Elasticsearch version (bin/elasticsearch --version): 1.1.1

Plugins installed: []

JVM version (java -version):openjdk version "1.8.0_151"

OS version (uname -a if on a Unix-like system): x86_64 x86_64 x86_64 GNU/Linux

I have a 2 NODE, 3 INDEX elastic cluster. Each Index has 5 Primary shards with 1 replica for each Primary. I restarted the cluster yesterday since some of the shards had gone UNASSIGNED due to a disk space issue. Now the disk issue has been resolved and the cluster is working good after restart. However, there are 4 shards in INITIALIZING state since the past 12 hours or so. I am frequently seeing the following in logs:

[2017-12-28 05:02:13,797][WARN ][cluster.action.shard     ] [ES_PROD] [intellinote][2] received shard failed for [intellinote][2], node[XuI6fDcvQfuclZNydldeIA], [P], s[INITIALIZING], indexUUID [sO34VtN-S6KrnIpu4s-c5g], reason [Failed to start shard, message [IndexShardGatewayRecoveryException[[intellinote][2] failed to fetch index version after copying it over]; nested: IndexShardGatewayRecoveryException[[intellinote][2] shard allocated for local recovery (post api), should exist, but doesn't, current files: 

These logs are frequently generated for all the 4 shards which are trying to INITIALIZE. Is there a way to make them STARTED without any loss of data? Any help would be greatly appreciated.


(Fram Souza) #2

Hi @Vijaysimha_Naik

Are all shards components of the same index? Change the number of replicas to 0, wait for the cluster to become available, and change to 1 again.

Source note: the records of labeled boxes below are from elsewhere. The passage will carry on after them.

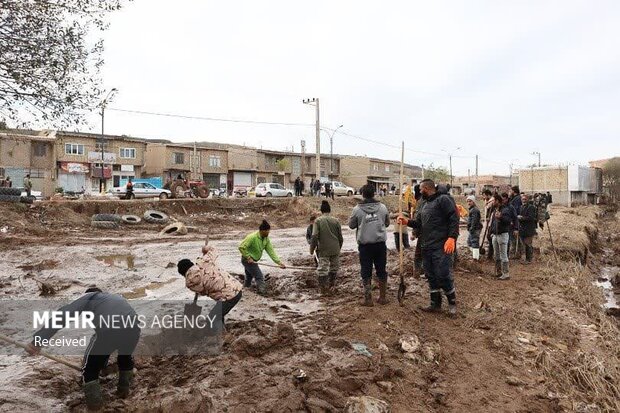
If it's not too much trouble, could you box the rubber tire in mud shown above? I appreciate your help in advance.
[90,214,121,224]
[0,187,22,196]
[0,194,22,202]
[121,215,142,225]
[143,209,168,224]
[90,221,119,229]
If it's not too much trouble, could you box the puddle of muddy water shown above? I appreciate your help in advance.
[95,254,136,270]
[121,278,177,300]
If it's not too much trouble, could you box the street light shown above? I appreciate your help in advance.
[329,125,344,176]
[441,146,461,192]
[99,88,118,194]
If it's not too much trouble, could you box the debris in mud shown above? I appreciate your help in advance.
[345,396,391,413]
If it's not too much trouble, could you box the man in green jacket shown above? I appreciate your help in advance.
[239,220,286,295]
[310,201,343,295]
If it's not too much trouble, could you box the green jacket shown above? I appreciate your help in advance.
[239,231,281,264]
[310,214,343,257]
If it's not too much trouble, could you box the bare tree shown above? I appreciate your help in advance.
[0,0,128,126]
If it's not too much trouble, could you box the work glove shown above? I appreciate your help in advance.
[443,238,456,254]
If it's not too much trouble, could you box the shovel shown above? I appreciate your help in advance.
[396,142,407,305]
[183,293,202,317]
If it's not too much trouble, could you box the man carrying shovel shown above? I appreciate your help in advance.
[26,288,140,410]
[239,220,286,295]
[177,240,243,326]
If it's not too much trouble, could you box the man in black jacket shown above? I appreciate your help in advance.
[518,194,538,264]
[467,195,482,260]
[398,179,459,316]
[491,194,513,280]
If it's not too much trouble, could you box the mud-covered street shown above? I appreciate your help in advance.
[0,199,620,412]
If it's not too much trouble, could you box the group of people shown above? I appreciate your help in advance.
[28,179,548,408]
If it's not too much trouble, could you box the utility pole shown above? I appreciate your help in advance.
[303,98,321,179]
[99,88,117,194]
[329,125,344,176]
[301,139,306,180]
[475,154,480,194]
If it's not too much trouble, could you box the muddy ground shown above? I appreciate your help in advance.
[0,199,620,412]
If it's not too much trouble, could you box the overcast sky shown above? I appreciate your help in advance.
[83,0,620,175]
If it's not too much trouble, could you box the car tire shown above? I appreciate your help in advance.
[0,196,25,202]
[142,209,169,224]
[90,221,119,229]
[90,214,121,224]
[121,215,142,225]
[0,187,22,196]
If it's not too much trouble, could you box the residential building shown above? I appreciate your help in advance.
[340,155,422,189]
[55,131,146,193]
[145,140,228,188]
[0,130,57,197]
[519,165,603,206]
[452,175,519,195]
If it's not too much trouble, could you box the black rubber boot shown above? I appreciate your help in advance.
[116,370,133,399]
[362,280,374,307]
[82,380,103,411]
[377,280,388,305]
[420,291,441,313]
[446,291,456,317]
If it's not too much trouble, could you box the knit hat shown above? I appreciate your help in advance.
[177,258,194,277]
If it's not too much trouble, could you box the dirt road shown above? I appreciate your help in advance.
[0,201,620,412]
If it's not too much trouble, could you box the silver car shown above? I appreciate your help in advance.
[108,182,172,199]
[256,182,293,197]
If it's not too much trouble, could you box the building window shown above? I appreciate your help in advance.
[65,143,84,155]
[34,142,47,156]
[209,155,222,168]
[120,148,136,159]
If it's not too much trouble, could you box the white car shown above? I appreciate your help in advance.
[332,181,355,196]
[108,182,172,199]
[256,182,293,197]
[19,188,43,201]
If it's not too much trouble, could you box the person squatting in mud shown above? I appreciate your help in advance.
[310,201,344,295]
[27,287,140,410]
[349,185,390,306]
[239,220,286,295]
[398,179,459,316]
[177,240,243,328]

I sent here the output of the command:
curl localhost:9200/_cat /shards 2> /dev/null | grep INI

(Vijaysimha Naik) #3

Hi @Fram_Souza.. Thanks for the suggestion. I solved the issue by deleting the segments.gen file from the /index directory and restarted the cluster. Also, I did a reroute command on the replica shards.

Thanks for your help.


(Fram Souza) #4

Delete the segments.gen is a bad ideia and NEVER should to be used.

For solving this problem, you can change number of replicas in cluster.

(system) #5

This topic was automatically closed 28 days after the last reply. New replies are no longer allowed.